Ja, das ist heute die Runde gegangen und hat viel Empörung verursacht.
Man muss verstehen, wie Gerichte funktionieren um diese Entscheidung zu verstehen.
Der OGH kann nur basierend auf dem Gesetz entscheiden. Das SanG2002. ist hier der Knackpunkt. Dieses differenziert sich doch klar vom Gesundheits- und Krankenpflegegesetz. Der Sanitäter (auch NFS) ist de jure kein Gesundheitsberuf. Es ist ein „Anlernberuf“. Es ergab sich sogar einmal in einem Arbeitsrechtsstreit die Frage, ob ein Sanitäter als Arbeiter oder Angestellter zu bewerten ist. Es überwiegt die manuelle Arbeit, weniger die „intellektuelle“ Leistung, so die damalige Rechtsprechung.
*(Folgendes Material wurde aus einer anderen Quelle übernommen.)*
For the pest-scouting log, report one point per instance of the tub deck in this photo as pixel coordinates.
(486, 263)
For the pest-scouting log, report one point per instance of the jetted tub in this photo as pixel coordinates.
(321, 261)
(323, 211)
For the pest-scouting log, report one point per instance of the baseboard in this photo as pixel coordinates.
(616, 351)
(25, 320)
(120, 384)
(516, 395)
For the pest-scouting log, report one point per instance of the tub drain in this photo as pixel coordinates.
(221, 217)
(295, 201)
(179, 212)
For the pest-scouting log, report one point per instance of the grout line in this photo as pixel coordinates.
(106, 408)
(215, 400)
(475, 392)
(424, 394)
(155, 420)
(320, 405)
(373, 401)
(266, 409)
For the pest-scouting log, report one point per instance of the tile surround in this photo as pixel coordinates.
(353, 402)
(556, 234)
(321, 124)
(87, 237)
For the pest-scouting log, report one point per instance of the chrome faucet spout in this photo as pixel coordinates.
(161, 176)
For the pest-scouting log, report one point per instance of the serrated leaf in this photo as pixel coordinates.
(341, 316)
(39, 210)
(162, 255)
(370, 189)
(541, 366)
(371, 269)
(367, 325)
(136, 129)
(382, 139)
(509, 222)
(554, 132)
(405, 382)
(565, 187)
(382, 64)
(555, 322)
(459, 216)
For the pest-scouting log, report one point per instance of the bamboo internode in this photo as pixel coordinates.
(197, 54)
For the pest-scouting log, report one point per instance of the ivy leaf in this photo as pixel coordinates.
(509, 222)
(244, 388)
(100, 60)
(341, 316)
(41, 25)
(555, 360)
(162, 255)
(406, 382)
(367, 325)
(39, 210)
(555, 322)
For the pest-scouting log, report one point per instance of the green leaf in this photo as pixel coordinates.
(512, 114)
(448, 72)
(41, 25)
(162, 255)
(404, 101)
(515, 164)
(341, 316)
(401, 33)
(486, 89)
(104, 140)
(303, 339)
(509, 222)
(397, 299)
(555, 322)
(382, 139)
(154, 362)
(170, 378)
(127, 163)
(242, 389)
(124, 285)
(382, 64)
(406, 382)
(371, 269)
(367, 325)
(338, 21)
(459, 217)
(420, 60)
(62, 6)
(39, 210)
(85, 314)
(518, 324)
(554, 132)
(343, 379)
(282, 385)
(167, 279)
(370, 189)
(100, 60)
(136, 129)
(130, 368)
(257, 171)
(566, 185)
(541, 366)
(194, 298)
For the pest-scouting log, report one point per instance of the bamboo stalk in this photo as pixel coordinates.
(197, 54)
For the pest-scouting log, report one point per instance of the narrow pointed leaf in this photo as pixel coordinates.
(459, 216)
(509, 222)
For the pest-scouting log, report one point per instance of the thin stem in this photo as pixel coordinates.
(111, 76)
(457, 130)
Das Problem im SanG ist, dass es keine eindeutige Unterscheidung zwischen Sanitäter und Notfallsanitäter gibt. Auch ist die Ausbildungszeit eine sehr kurze gegenüber einem Lehrberuf oder einem Studium. Die Ausbildungen und definierten Tätigkeiten unterscheiden sich zwar, aber es gibt de jure keinen Qualitativen unterschied. Dies ist auch der Grund warum NFS und RS in fast allen Kollektivverträgen exakt ident (schlecht) entlohnt werden können.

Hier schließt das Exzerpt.